There are 18 candidates vying for the presidency, and three of them are from the major ethnic groups in Nigeria. 

Atiku Abubakar of the People’s Democratic Party (PDP) from the North, Bola Ahmed Tinubu of the All Progressives Congress (APC) from the South-West, and Peter Obi of the Labour Party (LP) from the East. 

Despite the provision given by law which allows individuals of all tribes to contest for elections, there has been controversy since 1999 that presidential power should rotate every eight years between the northern and southern parts of the country.

This is why many individuals and groups from the north and the south agree that President Muhammadu Buhari must be succeeded by someone from the south.

However, a South-Eastern presidency (which could be made likely with Obi winning the elections) has been a source of controversy amongst ethnic tribes. 
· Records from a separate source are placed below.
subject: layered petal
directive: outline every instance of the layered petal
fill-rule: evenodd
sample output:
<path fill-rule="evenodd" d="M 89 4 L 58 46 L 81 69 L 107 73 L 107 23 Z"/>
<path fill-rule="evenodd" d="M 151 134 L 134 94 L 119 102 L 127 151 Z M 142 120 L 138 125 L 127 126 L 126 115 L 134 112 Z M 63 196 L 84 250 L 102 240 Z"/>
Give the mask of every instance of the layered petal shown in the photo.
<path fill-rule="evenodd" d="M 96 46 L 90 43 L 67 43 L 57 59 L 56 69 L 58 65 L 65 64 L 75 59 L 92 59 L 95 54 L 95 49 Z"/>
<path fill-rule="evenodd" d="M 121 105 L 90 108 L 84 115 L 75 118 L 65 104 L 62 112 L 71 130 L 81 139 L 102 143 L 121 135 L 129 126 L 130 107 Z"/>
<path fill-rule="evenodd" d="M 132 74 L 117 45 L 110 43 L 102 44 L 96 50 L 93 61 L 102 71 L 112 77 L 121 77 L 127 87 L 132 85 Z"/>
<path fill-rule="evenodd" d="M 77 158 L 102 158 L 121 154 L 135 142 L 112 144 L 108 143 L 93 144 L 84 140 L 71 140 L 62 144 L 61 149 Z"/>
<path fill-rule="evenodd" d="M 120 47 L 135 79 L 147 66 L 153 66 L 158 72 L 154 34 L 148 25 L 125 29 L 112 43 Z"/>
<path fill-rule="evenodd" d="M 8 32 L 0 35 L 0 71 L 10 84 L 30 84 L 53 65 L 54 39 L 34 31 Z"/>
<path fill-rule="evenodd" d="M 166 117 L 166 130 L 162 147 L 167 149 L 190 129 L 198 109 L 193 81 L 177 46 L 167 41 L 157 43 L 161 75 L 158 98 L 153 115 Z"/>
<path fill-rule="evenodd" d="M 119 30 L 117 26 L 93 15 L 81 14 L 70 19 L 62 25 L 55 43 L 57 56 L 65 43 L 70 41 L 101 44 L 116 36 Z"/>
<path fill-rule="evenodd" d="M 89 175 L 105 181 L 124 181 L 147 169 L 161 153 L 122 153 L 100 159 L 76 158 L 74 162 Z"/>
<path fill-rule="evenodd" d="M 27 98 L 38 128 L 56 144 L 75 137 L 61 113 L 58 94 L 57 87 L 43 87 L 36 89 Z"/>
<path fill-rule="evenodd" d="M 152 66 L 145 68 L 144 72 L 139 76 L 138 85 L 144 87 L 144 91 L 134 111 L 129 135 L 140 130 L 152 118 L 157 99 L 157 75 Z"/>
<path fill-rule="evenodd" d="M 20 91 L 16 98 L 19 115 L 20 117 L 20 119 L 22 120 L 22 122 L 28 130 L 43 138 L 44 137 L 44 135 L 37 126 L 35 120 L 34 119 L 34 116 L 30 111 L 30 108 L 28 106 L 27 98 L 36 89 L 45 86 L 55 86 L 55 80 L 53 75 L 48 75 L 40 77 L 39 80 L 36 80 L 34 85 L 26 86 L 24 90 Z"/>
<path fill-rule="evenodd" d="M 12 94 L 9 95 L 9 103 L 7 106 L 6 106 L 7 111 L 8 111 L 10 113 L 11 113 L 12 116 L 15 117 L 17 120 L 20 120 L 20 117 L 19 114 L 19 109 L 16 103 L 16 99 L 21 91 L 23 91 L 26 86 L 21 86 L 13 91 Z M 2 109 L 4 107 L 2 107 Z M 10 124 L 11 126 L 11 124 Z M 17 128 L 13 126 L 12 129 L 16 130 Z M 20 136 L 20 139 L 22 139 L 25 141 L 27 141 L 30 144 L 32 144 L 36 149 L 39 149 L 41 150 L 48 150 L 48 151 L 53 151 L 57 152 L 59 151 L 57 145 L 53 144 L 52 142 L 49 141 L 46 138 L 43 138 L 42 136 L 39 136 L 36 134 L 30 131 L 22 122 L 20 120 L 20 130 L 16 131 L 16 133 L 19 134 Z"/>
This is largely because the zone is clamouring to produce its first-ever president in Nigeria. 


Religion, like ethnicity, has always been a very key factor in voter participation. Islam and Christianity are the two biggest religions in Nigeria, with 53.5% of Nigerians being Muslim and 45.9% being Christian respectively. 

Since 1999 there has also been an unwritten law to ensure that the president and the vice president do not share the same religion. While the north is predominantly Muslim, the south is predominantly Christian. 

But that may change if this man comes along.


In July 2022, Bola Tinubu, a Yoruba Muslim, chose Kashim Shettima, a Kanuri Muslim and former governor of Borno State, as his running mate. 

As expected, many Nigerians and groups, including the Christian Association of Nigeria, strongly condemned the ticket.

But that didn’t stop the BAT, as he is still proudly campaigning on a Muslim-Muslim ticket. 

The rise of a ‘third force’

Until 2015, the only strong contenders for the presidency were the People’s Democratic Party (PDP).

Their winning streak ended when their candidate (Goodluck Jonathan) lost the 2015 elections to President Muhammadu Buhari of the APC. 

In 2023, things are looking to change with the rise of a third-party force from the Labour Party (LP). This is all due to its presidential candidate, Peter Obi. 

Already he has managed to create a strong Obidient movement across the country, as well as become a favourite for the elections with more than four opinion polls in his favour. 


In a country with over 63% of its population being multidimensionally poor, anyone is looking for a means to hustle and make money. Even if it means selling their votes to do it. 

However, there are promises of reduction in the act. 

The Chairman of the Independent National Electoral Commission (INEC), Mahmoud Yakubu, promised Nigerians that party agents caught buying votes during the 2023 elections would be rightfully punished in accordance with the Electoral Act.